Answer: eBPF captures L7 protocols (HTTP, gRPC, SQL) at the kernel level, but cannot generate
application business logic-level custom spans or business metrics (e.g., order amounts,
recommendation scores). A hybrid strategy using both eBPF and SDK is necessary for core business
services.
Q2. Why does the OBI DaemonSet require privileged permissions?
Answer: Loading and executing eBPF programs in the kernel requires high-level capabilities
like CAP_BPF and CAP_SYS_ADMIN. This is because eBPF probes need to attach to kernel functions,
inspect network packets, and trace system calls of other processes.
Q3. What are the advantages of automatically extracting SLIs from eBPF metrics?
Answer: Availability and latency SLIs for all services in the cluster can be batch-collected
without code changes. When a new service is deployed, eBPF automatically generates metrics, so
when integrated with a service catalog, SLO alerts can be auto-provisioned as well.

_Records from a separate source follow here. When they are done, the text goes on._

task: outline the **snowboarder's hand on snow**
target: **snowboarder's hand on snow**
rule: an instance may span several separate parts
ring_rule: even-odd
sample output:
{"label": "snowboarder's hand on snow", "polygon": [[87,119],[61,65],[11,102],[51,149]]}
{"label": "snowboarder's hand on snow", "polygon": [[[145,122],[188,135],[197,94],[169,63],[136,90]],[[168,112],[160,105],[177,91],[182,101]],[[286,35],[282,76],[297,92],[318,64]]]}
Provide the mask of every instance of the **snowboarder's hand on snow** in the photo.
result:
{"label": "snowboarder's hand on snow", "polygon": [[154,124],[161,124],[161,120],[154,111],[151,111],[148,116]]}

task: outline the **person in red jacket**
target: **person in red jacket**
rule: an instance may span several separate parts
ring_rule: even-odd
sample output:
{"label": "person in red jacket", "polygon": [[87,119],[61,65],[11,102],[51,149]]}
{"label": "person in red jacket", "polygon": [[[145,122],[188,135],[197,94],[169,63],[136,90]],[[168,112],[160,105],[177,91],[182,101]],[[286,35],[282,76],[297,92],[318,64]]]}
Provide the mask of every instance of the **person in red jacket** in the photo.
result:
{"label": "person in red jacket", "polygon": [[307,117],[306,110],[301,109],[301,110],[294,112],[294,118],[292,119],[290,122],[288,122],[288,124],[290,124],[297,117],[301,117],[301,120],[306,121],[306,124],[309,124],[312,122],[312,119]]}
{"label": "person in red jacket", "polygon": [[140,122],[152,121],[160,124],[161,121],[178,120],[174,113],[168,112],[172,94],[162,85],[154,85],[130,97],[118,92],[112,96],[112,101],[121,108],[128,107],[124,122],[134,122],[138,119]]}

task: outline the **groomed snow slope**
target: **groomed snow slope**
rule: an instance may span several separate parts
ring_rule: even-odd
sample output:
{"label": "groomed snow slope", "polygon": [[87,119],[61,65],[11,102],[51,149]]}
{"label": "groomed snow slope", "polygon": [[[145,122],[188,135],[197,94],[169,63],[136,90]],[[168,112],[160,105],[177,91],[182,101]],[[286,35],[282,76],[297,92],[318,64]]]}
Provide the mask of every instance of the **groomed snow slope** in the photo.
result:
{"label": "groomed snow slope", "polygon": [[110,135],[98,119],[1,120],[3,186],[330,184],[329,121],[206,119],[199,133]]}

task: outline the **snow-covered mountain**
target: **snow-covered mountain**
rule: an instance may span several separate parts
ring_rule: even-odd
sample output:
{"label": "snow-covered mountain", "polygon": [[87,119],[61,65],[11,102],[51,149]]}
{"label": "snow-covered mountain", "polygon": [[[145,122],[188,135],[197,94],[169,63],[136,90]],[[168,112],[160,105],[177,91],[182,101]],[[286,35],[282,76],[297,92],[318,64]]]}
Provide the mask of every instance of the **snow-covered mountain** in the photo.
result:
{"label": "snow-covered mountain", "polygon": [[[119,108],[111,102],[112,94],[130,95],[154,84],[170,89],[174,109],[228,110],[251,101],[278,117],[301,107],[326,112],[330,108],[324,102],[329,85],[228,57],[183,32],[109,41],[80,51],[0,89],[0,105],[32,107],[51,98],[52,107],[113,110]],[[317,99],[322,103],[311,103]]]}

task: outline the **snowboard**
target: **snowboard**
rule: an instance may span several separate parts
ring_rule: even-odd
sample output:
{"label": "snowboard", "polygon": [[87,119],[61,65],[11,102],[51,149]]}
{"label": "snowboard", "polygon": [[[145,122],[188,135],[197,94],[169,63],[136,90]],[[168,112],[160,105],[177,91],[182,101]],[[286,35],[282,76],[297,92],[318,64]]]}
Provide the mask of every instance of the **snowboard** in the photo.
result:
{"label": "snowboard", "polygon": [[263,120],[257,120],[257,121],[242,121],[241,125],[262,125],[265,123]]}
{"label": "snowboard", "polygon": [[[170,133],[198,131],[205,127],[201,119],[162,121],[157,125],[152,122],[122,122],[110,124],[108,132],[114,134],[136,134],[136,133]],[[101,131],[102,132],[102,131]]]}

Q4. When do eBPF traces and SDK traces end up with different trace_ids?
Answer: When OBI fails to read the traceparent in the HTTP header, or when SDK has already
started a trace and OBI creates a separate trace. Setting OTEL_EBPF_CONTEXT_PROPAGATION_MODE to
"reuse" solves this problem by reusing existing context when available.
Q5. What are the prerequisites for service catalog-based auto SLO provisioning?

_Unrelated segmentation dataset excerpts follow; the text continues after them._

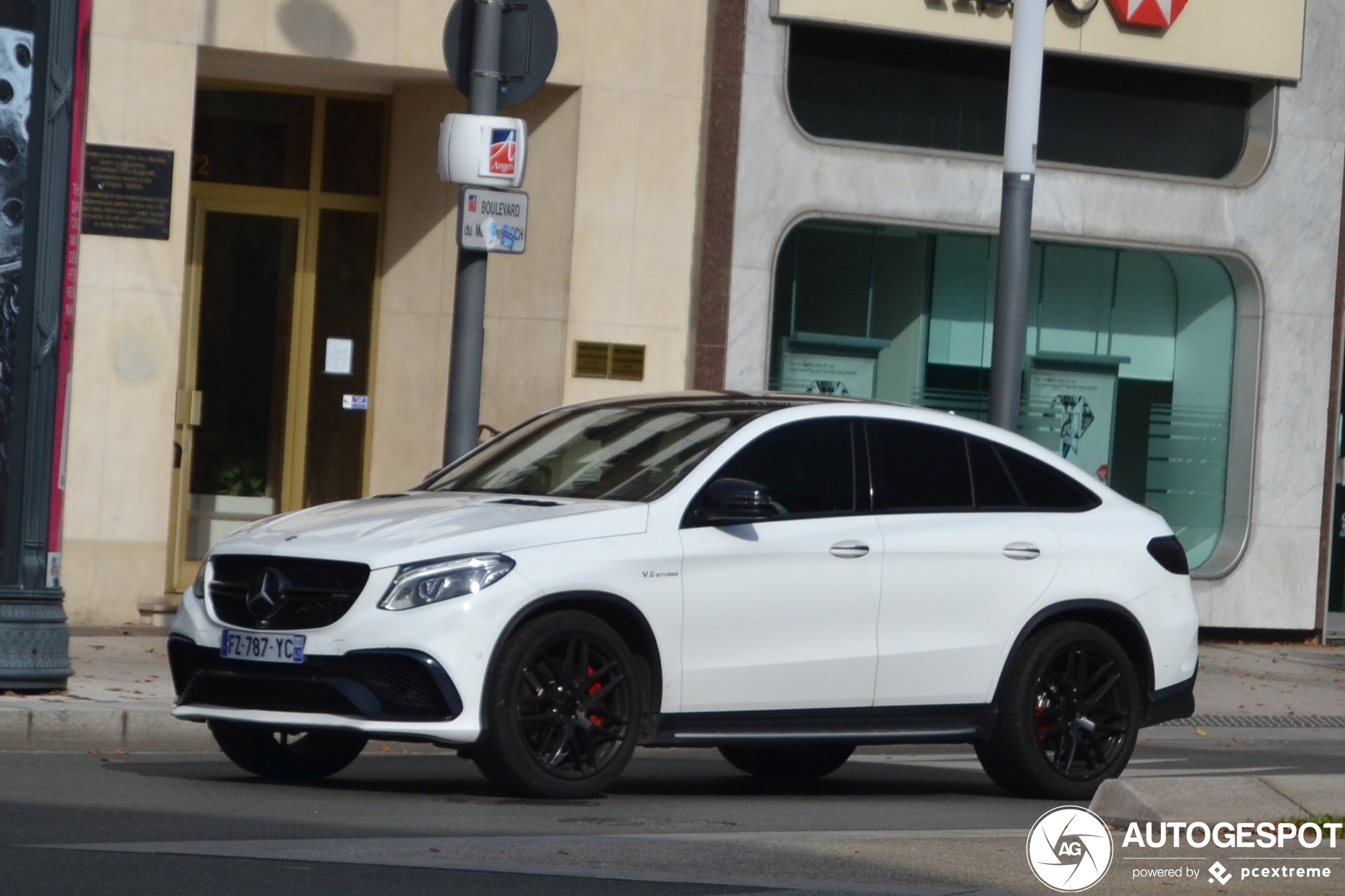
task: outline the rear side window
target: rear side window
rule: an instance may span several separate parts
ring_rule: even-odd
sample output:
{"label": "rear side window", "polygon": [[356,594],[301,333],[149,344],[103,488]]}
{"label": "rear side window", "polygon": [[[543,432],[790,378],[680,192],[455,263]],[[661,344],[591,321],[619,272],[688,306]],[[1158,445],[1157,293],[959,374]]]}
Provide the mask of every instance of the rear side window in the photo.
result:
{"label": "rear side window", "polygon": [[761,435],[714,476],[764,485],[781,517],[854,513],[850,420],[785,423]]}
{"label": "rear side window", "polygon": [[1032,510],[1091,510],[1102,504],[1096,494],[1071,477],[1022,451],[1003,445],[997,445],[995,451]]}
{"label": "rear side window", "polygon": [[870,420],[874,510],[970,510],[971,473],[960,433],[921,423]]}
{"label": "rear side window", "polygon": [[1022,509],[1018,489],[1009,478],[1009,472],[1001,463],[994,445],[968,437],[967,457],[971,459],[971,484],[975,488],[978,510]]}

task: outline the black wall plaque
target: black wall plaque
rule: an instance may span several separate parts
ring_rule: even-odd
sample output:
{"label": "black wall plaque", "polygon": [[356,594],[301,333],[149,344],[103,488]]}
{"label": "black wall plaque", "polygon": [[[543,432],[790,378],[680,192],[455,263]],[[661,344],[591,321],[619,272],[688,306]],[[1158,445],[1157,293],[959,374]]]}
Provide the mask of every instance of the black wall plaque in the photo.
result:
{"label": "black wall plaque", "polygon": [[168,239],[172,150],[85,146],[81,234]]}

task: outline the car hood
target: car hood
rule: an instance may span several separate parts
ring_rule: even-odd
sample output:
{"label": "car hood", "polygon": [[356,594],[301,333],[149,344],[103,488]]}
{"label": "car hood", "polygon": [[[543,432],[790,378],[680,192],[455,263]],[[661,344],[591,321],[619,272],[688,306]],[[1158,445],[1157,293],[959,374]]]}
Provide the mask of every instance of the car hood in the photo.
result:
{"label": "car hood", "polygon": [[355,560],[373,568],[644,532],[648,505],[460,492],[324,504],[253,523],[213,552]]}

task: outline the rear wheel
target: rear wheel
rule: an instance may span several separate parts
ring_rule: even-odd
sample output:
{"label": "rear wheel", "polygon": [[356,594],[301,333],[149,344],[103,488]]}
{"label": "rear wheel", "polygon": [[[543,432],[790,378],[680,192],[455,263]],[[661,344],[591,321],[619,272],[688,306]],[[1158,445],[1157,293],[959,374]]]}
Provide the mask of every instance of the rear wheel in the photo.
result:
{"label": "rear wheel", "polygon": [[355,762],[369,737],[331,729],[277,731],[241,721],[211,721],[210,733],[243,771],[274,780],[317,780]]}
{"label": "rear wheel", "polygon": [[738,771],[771,780],[816,780],[839,768],[854,744],[795,747],[720,747],[720,755]]}
{"label": "rear wheel", "polygon": [[553,613],[502,645],[472,759],[511,794],[592,797],[629,762],[640,712],[635,658],[612,626],[588,613]]}
{"label": "rear wheel", "polygon": [[1139,680],[1116,639],[1065,622],[1029,638],[1014,657],[995,731],[976,744],[976,756],[1011,794],[1089,799],[1130,762],[1139,709]]}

Answer: eBPF auto-instrumentation must be deployed cluster-wide, service names must be
standardized (e.g., k8s deployment name-based mapping), and each service's tier and SLO definition
must be registered in the service catalog. When these three conditions are met, Prometheus
recording rules and alert rules can be auto-generated.

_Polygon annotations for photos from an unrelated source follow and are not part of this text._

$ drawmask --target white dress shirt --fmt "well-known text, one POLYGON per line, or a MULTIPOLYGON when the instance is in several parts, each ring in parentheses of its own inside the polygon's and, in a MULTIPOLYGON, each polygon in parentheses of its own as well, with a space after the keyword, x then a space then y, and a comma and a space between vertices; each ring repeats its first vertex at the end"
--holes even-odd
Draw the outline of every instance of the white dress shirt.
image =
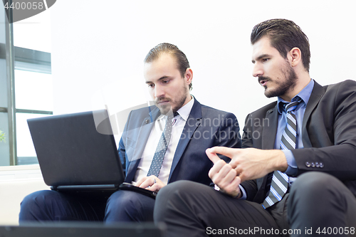
MULTIPOLYGON (((193 107, 194 103, 194 97, 192 97, 192 100, 190 100, 189 102, 177 111, 179 115, 174 117, 172 120, 172 122, 174 124, 172 128, 171 139, 163 159, 159 175, 158 176, 158 179, 164 183, 164 184, 168 183, 173 157, 174 157, 174 153, 178 146, 178 143, 179 142, 182 132, 183 132, 185 123, 190 115, 190 111, 193 107), (176 120, 176 121, 174 121, 174 120, 176 120)), ((141 160, 138 164, 137 170, 136 171, 133 179, 133 184, 142 177, 147 176, 148 170, 151 166, 158 142, 159 141, 159 138, 166 125, 167 117, 167 115, 161 115, 155 122, 155 125, 151 130, 147 142, 146 143, 146 147, 143 151, 141 160)))

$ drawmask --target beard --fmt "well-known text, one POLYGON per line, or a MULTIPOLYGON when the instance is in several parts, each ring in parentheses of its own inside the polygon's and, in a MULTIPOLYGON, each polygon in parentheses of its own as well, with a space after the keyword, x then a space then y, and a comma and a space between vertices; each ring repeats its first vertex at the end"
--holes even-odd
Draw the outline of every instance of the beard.
POLYGON ((268 90, 267 86, 264 86, 266 97, 271 98, 272 97, 282 96, 289 90, 293 90, 295 87, 298 77, 289 63, 287 63, 286 64, 285 68, 282 69, 282 73, 286 79, 284 81, 273 80, 270 77, 258 77, 258 82, 261 80, 268 80, 274 82, 277 85, 276 89, 271 90, 268 90))
POLYGON ((171 112, 175 112, 179 109, 180 109, 185 102, 187 98, 188 97, 189 90, 187 86, 184 86, 181 88, 181 92, 177 95, 176 100, 172 100, 167 97, 157 98, 155 100, 155 104, 159 109, 161 113, 163 115, 167 115, 169 111, 171 112), (161 101, 169 101, 167 105, 159 105, 161 101))

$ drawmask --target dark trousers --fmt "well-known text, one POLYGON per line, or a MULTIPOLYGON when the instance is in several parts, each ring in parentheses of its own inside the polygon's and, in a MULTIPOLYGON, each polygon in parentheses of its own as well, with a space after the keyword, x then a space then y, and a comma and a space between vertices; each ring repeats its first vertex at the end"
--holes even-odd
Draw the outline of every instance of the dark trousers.
POLYGON ((315 236, 318 228, 321 233, 335 226, 339 228, 335 236, 346 236, 345 230, 355 233, 351 231, 356 227, 355 197, 339 180, 321 172, 300 176, 282 208, 265 210, 259 204, 187 181, 162 189, 156 201, 155 222, 165 222, 167 236, 172 237, 315 236), (310 228, 311 235, 305 233, 310 228))
POLYGON ((155 199, 131 191, 58 192, 43 190, 26 196, 20 224, 27 221, 153 221, 155 199))

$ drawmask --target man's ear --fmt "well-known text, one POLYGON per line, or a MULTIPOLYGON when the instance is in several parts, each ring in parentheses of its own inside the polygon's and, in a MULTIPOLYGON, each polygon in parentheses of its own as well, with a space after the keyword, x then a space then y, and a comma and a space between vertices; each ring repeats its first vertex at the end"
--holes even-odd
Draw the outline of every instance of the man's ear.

Q6. Why should the SLI recording rule return 1 instead of NaN when the denominator is 0?
Answer: When NaN occurs during periods with no traffic, burn rate alerts cannot be calculated properly. Since there are no errors when there are no requests, treating availability as 1 (100%) is reasonable. However, if traffic is 0 for an extended period, a separate "service unresponsive" alert should be configured.
Q7. What is the difference in focus between weekly and monthly reviews in the observability
operating model?
Answer: The weekly review is a tactical meeting focused on current error budget status and this week's release plans. The monthly review is a strategic meeting that examines the appropriateness of SLO targets themselves, eBPF coverage, cost trends, and alert quality.